Signal	Healthy direction	Warning sign
reconstruction loss	decreases and stabilizes	stays high
KL term	nonzero but controlled	collapses to zero or dominates loss
generated samples	plausible and diverse	all similar or meaningless
interpolation	changes smoothly	jumps or leaves data-like regions

The common deep-learning tradeoff:

better reconstruction <-> more regular latent space

You tune that tradeoff with the KL weight, often called beta in beta-VAE.

Common Mistakes

Mistake	Fix
thinking VAE is just autoencoder plus noise	focus on `mu`, `logvar`, KL, and a samplable latent space
ignoring reparameterization	remember `z = mu + eps * std` keeps gradients flowing
forcing KL too hard too early	consider smaller beta or KL warmup
judging only reconstruction	also inspect generated samples and interpolation
comparing VAE and GAN only by image sharpness	compare stability, latent structure, and task fit

Exercises

Change the KL weight from 0.05 to 0.0. What happens to kl and generated samples?
Change the KL weight to 0.5. Does reconstruction get worse?
Decode points along a line from [-2, 0] to [2, 0]. Do outputs change smoothly?
Replace ReLU with Tanh in the decoder. Does training still converge?
Explain why VAE is useful for learning latent-space intuition even when GAN or diffusion produces sharper images.

Reference implementation and walkthrough

With KL weight 0.0, the model behaves more like a plain autoencoder. Reconstruction may improve, but the latent space can become less smooth and harder to sample.
With KL weight 0.5, the latent space is pushed harder toward the prior. Reconstruction may get blurrier or less accurate because the model gives up detail for regularity.
Smooth changes along the decoded line indicate that nearby latent points map to related outputs. Sudden jumps suggest a poorly organized latent space.
Tanh can converge, but activation scale changes.
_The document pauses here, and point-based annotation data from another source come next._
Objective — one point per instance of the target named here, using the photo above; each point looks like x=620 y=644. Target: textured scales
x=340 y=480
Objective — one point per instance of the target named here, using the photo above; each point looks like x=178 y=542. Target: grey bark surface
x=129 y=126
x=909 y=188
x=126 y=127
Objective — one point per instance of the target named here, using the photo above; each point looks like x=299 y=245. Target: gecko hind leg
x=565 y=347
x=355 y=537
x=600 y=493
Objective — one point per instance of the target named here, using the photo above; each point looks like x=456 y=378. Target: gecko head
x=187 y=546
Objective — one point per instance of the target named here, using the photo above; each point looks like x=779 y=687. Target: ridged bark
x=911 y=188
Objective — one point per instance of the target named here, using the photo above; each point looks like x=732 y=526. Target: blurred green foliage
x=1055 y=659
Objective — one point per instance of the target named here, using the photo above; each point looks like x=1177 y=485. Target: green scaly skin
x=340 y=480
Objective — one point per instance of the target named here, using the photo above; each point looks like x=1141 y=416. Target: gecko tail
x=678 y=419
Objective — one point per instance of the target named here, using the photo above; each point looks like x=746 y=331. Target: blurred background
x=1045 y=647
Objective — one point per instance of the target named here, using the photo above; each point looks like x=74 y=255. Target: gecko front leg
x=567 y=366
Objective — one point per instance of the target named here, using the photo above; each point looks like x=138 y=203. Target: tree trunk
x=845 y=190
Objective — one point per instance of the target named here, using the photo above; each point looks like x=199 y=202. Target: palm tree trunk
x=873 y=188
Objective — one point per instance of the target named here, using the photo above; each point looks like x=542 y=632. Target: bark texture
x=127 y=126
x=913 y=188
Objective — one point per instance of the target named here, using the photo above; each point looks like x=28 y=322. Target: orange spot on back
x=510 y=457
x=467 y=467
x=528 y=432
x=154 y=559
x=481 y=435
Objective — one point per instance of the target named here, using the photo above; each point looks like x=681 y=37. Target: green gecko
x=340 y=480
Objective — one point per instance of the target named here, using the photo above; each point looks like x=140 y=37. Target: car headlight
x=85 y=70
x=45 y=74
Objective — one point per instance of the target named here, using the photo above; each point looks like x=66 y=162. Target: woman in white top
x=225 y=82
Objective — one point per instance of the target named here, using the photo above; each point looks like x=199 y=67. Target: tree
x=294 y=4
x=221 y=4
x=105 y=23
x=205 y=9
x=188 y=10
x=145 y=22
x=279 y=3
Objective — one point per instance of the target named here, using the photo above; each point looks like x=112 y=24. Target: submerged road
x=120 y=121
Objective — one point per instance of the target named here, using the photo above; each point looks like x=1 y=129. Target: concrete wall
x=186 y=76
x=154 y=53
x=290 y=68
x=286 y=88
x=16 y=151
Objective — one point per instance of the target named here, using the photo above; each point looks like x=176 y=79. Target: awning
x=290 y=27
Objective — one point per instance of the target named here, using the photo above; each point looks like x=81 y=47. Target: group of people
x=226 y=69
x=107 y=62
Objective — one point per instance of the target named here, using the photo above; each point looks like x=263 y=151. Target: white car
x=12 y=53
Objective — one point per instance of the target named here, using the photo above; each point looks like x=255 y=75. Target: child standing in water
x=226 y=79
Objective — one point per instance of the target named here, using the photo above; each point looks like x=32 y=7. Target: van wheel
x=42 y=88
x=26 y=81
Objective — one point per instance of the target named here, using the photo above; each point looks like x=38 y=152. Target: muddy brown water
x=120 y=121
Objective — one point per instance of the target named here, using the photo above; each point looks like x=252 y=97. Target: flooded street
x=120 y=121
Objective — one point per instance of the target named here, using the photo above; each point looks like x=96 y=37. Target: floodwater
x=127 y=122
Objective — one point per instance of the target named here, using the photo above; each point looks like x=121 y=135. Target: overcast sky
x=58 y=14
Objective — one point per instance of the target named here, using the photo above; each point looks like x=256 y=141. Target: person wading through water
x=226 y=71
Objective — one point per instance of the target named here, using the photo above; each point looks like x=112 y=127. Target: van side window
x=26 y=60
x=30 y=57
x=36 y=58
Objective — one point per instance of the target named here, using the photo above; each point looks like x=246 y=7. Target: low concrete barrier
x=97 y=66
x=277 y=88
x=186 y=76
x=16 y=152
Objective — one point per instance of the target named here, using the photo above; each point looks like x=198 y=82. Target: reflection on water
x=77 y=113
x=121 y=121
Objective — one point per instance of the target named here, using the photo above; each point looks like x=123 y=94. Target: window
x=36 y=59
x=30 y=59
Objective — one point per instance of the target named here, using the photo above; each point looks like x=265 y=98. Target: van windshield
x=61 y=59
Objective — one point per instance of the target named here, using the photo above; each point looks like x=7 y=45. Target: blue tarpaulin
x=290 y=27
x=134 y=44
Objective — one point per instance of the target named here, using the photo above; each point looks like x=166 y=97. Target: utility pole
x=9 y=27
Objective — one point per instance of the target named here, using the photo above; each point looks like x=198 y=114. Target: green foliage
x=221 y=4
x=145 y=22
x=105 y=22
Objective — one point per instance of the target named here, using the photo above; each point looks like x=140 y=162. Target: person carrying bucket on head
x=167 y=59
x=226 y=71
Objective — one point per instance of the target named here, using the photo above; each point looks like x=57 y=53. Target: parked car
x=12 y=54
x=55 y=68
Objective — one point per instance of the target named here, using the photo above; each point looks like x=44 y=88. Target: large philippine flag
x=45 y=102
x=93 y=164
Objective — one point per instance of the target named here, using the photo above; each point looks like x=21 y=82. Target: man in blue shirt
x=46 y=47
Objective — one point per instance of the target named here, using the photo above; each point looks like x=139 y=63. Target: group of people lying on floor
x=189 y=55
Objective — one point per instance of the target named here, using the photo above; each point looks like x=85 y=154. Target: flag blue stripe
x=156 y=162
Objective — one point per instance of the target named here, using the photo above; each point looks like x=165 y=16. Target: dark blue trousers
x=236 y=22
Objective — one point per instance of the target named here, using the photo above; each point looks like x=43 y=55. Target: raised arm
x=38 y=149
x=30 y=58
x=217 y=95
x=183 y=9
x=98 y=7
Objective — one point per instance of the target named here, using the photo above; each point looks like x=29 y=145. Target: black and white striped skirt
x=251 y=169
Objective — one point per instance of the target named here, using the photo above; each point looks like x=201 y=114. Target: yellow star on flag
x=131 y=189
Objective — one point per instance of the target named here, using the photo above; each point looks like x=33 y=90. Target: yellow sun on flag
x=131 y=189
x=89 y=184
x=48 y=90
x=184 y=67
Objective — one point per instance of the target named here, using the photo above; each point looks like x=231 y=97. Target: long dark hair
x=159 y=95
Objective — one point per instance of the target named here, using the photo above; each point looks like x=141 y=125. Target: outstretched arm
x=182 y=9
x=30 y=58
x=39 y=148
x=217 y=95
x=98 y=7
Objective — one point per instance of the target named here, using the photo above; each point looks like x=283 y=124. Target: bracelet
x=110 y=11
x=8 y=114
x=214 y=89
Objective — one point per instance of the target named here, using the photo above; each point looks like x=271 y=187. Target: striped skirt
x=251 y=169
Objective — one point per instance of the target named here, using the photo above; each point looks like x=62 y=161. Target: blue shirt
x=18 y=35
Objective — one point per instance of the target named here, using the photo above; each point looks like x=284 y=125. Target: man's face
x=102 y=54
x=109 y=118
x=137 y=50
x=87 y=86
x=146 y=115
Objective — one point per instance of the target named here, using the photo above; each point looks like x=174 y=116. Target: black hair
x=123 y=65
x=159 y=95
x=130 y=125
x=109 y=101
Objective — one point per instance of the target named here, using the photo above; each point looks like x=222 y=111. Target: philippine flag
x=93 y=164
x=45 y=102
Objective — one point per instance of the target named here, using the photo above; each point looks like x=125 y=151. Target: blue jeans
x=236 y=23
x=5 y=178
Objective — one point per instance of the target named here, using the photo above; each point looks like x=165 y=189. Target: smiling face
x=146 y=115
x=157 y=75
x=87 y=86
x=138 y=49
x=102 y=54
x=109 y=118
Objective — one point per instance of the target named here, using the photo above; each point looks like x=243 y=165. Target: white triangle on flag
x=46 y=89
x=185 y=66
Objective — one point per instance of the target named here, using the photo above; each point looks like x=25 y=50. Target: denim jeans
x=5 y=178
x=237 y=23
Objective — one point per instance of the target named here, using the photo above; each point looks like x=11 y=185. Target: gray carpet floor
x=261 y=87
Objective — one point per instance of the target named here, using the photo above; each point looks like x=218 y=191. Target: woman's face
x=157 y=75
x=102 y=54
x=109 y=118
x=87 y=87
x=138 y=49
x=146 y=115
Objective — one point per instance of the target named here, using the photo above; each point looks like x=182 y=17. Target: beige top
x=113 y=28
Watch reconstruction loss and generated samples rather than assuming it is better or worse.
VAE makes the tradeoff between reconstruction and latent regularity explicit, which is excellent for understanding representation learning and later diffusion ideas.

Key Takeaways

VAE learns a latent distribution, not just a fixed code.
Reparameterization keeps sampling compatible with backpropagation.
The KL term makes latent space smoother and more samplable.
VAE is often easier to train than GAN, but may trade sharpness for structure.
Understanding VAE makes later diffusion and representation learning easier.